DOSB-Presse Nr. 39 / 27. September 2011
Der Artikel- und Informationsdienst des Deutschen Olympischen Sportbundes (DOSB)

1982/II: Weyer: "Der soziale Dienst des Sports ist unbezahlbar"
Sportpolitische Dokumente aus sieben Jahrzehnten Nachkriegsgeschichte (Teil 137)

Eine Serie von Friedrich Mevert


Im "Bericht des Präsidenten" auf dem Bundestag des DSB am 21./22. Mai 1982 in Düsseldorf befasste sich Willi Weyer in einer kämpferischen Rede mit dem Verhältnis von Sport und Staat und betonte, dass der Sport Partner im gesellschaftlichen Raum sei und nicht Bittsteller sein wolle.


Nachstehend Auszüge aus Weyers Vortrag:

"Das Engagement des Bürgers und die Hilfen öffentlicher Hände sind eng miteinander verbunden. Es geht um die weitere Ausgestaltung der Eigeninitiative der Vereine und das freiwillige Engagement ihrer Helfer, das nicht durch falsche Sparschritte mutlos gemacht oder lahmgelegt werden darf.

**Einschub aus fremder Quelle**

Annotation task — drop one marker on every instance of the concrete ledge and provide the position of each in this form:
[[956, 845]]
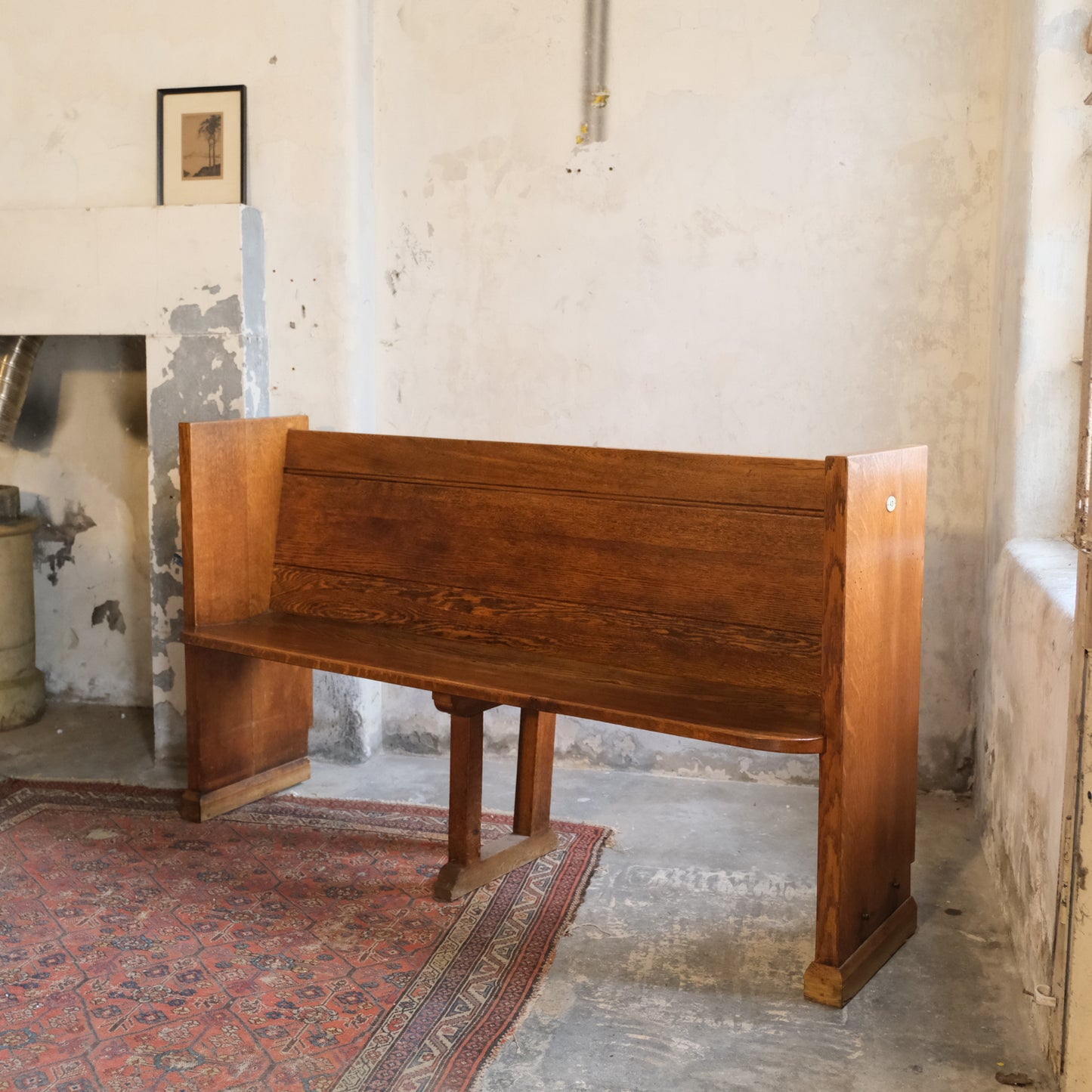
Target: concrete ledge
[[1023, 724]]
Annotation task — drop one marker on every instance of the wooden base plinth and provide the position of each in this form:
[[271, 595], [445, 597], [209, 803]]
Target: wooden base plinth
[[836, 985], [498, 856], [199, 806]]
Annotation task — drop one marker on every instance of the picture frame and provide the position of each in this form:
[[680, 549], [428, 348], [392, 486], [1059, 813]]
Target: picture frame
[[201, 139]]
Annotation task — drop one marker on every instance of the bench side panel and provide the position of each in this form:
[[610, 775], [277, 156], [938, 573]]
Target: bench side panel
[[230, 478], [871, 667], [247, 719]]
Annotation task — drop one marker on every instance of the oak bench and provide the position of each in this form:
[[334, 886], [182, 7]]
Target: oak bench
[[763, 603]]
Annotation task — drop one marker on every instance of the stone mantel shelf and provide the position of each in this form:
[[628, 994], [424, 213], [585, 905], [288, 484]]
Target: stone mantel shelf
[[127, 270]]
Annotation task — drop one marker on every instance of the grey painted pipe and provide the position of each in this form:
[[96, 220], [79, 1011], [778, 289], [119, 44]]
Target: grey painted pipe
[[17, 360], [22, 685]]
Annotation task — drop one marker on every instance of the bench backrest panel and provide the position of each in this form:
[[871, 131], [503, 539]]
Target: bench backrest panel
[[701, 566]]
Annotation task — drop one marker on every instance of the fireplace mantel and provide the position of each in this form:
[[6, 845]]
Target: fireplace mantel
[[190, 280]]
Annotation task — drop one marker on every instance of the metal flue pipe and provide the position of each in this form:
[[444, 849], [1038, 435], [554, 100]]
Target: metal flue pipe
[[17, 360]]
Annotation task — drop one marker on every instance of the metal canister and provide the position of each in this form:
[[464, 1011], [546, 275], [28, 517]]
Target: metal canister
[[22, 685]]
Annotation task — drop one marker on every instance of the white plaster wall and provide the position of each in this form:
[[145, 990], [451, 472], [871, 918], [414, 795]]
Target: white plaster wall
[[783, 247], [78, 108], [1025, 711], [1038, 311], [81, 463]]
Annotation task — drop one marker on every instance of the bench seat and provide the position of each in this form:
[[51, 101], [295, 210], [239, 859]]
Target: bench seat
[[772, 604], [772, 721]]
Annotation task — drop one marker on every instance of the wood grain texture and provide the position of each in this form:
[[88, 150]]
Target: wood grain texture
[[837, 985], [500, 856], [230, 493], [748, 657], [198, 807], [768, 719], [722, 564], [871, 664], [245, 716], [789, 484], [464, 815], [534, 772]]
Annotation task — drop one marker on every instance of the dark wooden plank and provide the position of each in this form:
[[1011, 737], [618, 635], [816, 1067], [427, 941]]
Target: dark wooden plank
[[230, 475], [245, 718], [765, 483], [769, 719], [657, 643], [716, 564], [871, 664]]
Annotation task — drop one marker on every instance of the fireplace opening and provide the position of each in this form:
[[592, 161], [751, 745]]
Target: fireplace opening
[[80, 458]]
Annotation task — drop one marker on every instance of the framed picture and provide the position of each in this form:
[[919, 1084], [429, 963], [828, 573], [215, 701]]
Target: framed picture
[[203, 145]]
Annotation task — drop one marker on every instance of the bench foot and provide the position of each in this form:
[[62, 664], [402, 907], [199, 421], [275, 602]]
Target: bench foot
[[471, 864], [498, 858], [199, 806], [836, 985]]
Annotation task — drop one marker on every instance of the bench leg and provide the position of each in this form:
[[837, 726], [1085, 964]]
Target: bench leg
[[470, 864], [534, 775], [247, 722]]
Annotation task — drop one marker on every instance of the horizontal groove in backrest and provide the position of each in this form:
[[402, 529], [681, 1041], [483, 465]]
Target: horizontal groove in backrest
[[716, 562], [784, 484]]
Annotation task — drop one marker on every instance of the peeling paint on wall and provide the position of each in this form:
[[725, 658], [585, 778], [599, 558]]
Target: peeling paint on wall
[[54, 542], [110, 613]]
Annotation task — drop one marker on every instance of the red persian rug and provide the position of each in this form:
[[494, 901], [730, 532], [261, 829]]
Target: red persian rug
[[294, 944]]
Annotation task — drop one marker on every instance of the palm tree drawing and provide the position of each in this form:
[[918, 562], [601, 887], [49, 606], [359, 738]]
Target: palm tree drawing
[[210, 129]]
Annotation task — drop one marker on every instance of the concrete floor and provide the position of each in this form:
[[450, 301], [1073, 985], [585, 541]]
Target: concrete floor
[[684, 967]]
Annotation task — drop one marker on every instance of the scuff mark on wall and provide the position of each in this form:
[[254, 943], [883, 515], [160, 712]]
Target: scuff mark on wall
[[54, 542], [110, 613]]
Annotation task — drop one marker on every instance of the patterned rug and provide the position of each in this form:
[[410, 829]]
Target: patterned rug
[[294, 944]]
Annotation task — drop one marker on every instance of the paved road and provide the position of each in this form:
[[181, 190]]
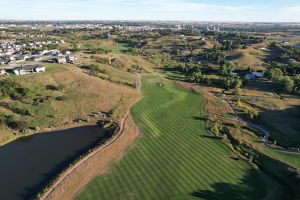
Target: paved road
[[260, 129]]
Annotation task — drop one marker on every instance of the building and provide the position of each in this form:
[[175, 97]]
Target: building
[[27, 69], [257, 74], [70, 58], [297, 46]]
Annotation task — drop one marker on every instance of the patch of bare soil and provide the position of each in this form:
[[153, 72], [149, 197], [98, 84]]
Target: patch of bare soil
[[97, 164]]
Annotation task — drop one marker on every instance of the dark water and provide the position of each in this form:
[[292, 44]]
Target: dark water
[[28, 164]]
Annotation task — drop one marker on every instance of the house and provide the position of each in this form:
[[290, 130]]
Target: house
[[257, 74], [57, 60], [297, 46], [4, 61], [27, 69], [66, 52], [70, 58]]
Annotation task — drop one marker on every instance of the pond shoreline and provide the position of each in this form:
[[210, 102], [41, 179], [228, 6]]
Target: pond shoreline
[[124, 141]]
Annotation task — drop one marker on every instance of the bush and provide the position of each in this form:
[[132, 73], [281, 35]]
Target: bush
[[15, 123]]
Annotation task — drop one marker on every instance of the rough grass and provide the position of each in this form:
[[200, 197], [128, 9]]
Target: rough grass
[[176, 158], [82, 95]]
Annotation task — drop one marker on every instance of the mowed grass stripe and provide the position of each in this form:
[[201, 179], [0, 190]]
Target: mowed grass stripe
[[173, 159]]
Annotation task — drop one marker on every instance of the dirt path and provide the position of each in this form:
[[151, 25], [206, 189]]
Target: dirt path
[[71, 169], [266, 133]]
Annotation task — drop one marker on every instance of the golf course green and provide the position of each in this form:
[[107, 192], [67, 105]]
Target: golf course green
[[175, 157]]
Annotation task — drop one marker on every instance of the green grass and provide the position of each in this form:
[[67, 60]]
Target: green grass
[[289, 158], [176, 158]]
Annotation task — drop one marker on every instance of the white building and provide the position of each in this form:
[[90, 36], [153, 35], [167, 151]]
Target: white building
[[28, 69]]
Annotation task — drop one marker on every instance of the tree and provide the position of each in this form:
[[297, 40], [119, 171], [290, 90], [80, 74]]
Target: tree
[[238, 93], [286, 84], [198, 77], [274, 74], [228, 77]]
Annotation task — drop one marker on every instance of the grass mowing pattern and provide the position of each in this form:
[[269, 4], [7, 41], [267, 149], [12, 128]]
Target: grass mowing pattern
[[175, 158]]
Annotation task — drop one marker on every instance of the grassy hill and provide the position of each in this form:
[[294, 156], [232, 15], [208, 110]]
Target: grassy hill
[[176, 158], [61, 97]]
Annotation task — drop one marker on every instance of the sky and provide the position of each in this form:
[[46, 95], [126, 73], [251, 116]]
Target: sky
[[177, 10]]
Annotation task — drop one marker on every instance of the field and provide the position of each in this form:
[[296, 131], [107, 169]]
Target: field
[[65, 95], [176, 158]]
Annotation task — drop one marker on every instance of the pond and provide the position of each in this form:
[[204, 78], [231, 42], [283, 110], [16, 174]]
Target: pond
[[28, 164]]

Der Sport ist keine Girlande, die der Staat nach Lust und Laune auf- und abhängen kann. In der vor uns liegenden Zeit des knappen Geldes wird es sich deshalb zeigen, was die Aussagen der politischen Parteien zum Sport wert sind,

- ob der dem Sport zugesprochene gesellschaftliche Stellenwert gesichert ist oder ob er wieder ans Ende der Förderungsschlänge abgeschoben werden darf;

- ob die bewährte Selbsthilfe des Freiwilligen-Heeres des Sports ausgeweitet oder noch mehr mit administrativen Auflagen überzogen werden soll;

- ob sich die Eigenverantwortung des Bürgers weiter mobilisieren lässt oder der Staat mit der öffentlichen Daseinsvorsorge selbst alles in den Griff nimmt.

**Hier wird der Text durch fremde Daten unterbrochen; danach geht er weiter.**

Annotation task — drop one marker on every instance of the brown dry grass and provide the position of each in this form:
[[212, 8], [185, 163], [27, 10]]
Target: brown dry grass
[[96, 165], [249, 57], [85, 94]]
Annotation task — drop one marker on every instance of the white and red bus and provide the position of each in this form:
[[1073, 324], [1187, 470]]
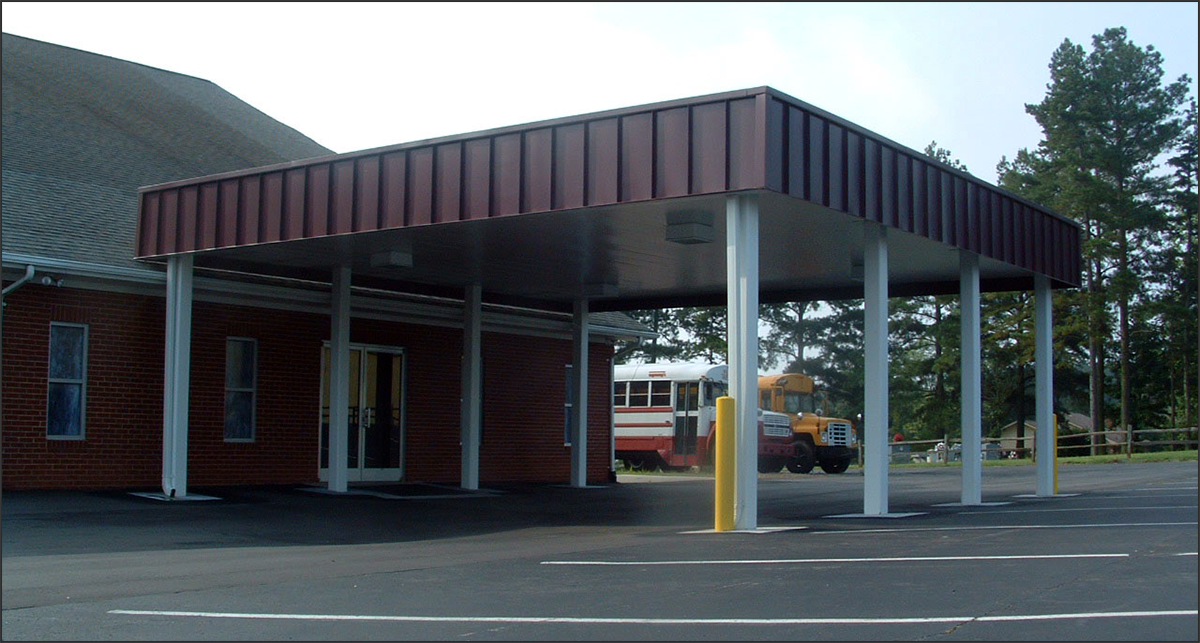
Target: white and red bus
[[665, 414]]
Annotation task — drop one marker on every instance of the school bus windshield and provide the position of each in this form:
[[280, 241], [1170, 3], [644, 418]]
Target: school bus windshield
[[713, 390], [797, 403]]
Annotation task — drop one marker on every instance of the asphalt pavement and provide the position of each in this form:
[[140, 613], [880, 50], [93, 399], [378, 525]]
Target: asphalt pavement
[[1111, 558]]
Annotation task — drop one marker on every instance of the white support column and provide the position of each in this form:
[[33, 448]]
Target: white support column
[[742, 264], [472, 385], [580, 397], [340, 378], [972, 382], [177, 376], [1043, 358], [875, 382]]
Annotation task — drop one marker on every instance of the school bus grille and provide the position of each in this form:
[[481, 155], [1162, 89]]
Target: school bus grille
[[777, 427], [839, 433]]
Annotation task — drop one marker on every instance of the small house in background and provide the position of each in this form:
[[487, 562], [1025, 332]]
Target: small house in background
[[1073, 438]]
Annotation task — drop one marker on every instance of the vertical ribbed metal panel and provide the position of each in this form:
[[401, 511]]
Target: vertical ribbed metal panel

Dies ist der kritische Punkt: Je weiter die Entscheidungsfreiheit der freien Gesellschaftsgruppen durch politische Bevormundung oder immer neue Einwirkungen der Administration eingeengt wird, desto mehr vermindert sich die freiwillige Leistung ihrer Helfer und ihrer Freunde, noch für andere zu arbeiten. Diese freiwilligen Helfer wirken schließlich nicht in unseren Vereinen mit, um sich auch hier noch mit staatlichen Verfügungen herumschlagen zu müssen, die sie aus dem täglichen Leben bereits hinreichend kennen. Sie wollen vielmehr etwas für die solidarische Gemeinschaft des Sports tun und daran nicht gehindert sein. Wenn man die Dinge so sieht, geht es letztlich um die soziale Funktion des Sports. Der Staat kann in dieses Engagement seiner Bürger nicht einspringen. Er kann weder die soziale Leistung bringen noch hat er die Mittel dafür. Bund, Länder und Gemeinden müssen daher gerade in einer Zeit der leeren Kassen alles dafür tun, das autonome Wirken der Vereine weiter auszugestalten und nicht noch mehr einzugrenzen. (...)

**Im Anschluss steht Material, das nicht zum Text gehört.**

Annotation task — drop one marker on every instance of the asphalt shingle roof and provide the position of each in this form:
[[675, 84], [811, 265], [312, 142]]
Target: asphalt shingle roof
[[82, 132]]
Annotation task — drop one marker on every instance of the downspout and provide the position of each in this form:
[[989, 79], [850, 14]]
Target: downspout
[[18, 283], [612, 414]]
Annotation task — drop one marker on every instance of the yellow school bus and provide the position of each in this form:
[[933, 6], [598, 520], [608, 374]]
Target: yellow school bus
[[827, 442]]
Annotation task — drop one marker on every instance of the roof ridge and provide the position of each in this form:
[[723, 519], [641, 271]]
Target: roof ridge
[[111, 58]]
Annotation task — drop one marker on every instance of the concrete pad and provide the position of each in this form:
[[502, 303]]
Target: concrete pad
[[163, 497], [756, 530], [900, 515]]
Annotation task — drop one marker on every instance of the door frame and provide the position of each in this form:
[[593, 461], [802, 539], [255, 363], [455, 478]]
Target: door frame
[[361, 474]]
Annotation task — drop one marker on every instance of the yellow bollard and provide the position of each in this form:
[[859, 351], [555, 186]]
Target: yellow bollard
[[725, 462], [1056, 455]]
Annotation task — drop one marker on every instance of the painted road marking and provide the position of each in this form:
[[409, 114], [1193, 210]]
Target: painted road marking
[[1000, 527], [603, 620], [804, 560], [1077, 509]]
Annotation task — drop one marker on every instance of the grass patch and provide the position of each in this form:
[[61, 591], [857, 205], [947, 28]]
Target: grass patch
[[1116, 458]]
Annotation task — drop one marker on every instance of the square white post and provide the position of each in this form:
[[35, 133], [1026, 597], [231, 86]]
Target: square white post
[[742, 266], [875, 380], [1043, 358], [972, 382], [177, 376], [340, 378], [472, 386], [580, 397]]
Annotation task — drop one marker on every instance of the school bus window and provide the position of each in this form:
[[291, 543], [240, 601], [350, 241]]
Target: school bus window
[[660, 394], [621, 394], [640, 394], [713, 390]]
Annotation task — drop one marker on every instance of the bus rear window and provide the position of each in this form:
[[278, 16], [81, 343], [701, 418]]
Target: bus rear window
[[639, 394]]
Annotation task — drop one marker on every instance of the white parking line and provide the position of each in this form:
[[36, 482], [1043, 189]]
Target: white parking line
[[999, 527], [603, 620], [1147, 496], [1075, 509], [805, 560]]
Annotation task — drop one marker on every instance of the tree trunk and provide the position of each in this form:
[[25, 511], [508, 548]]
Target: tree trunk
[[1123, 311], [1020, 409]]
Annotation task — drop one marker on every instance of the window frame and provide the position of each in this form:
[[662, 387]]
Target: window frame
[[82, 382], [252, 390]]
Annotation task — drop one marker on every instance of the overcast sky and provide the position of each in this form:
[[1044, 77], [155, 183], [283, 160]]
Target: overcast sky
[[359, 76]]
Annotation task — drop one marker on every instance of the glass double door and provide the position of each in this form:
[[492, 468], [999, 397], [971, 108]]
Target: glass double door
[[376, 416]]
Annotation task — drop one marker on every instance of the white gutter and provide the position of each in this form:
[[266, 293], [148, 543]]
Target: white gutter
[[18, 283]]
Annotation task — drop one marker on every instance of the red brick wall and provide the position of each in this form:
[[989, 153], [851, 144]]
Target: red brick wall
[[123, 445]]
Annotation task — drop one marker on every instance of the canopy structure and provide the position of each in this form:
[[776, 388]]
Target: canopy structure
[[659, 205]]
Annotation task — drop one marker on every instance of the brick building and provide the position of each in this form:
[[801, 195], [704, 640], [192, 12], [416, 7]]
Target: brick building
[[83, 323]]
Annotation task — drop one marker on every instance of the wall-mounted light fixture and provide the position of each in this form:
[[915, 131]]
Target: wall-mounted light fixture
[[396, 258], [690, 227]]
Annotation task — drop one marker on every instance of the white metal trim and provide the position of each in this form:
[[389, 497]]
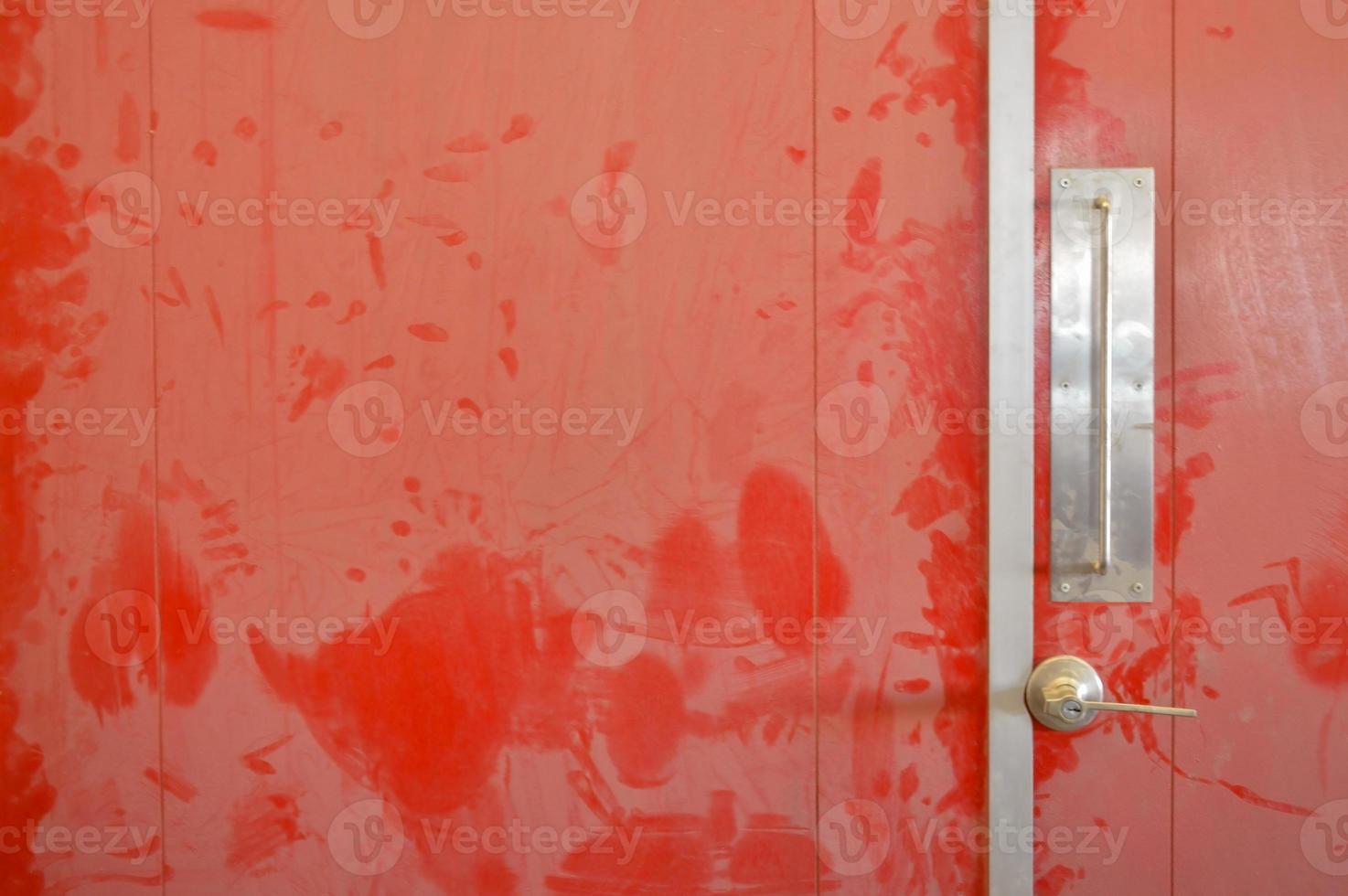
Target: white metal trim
[[1010, 449]]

Wir brauchen keine schönen Worte mehr, Taten sind gefordert! Die im DSB zusammengeschlossene Bewegung hat mit ihren Leistungen hinreichend bewiesen, dass sie volles Vertrauen verdient. Die Vorstellungen des Präsidiums des DSB laufen deshalb auf Vereinfachung, Einsparung am richtigen Ort und mehr Verantwortung für die Verbände und Vereine hinaus. Wir wollen Partner des Staates sein, aber nicht seine Bittsteller! Die Grundlagen für diese Partnerschaft lassen sich aus den Programmen, Wahlplattformen, Leitsätzen für den Sport oder Aussagen führender Persönlichkeiten der Parteien des Deutschen Bundestages leicht ablesen. Sie sind ein guter Wegweiser, denn die Wahrheit dieser Orientierungen kann doch wohl nicht mit dem Finanzbarometer steigen oder fallen. (...)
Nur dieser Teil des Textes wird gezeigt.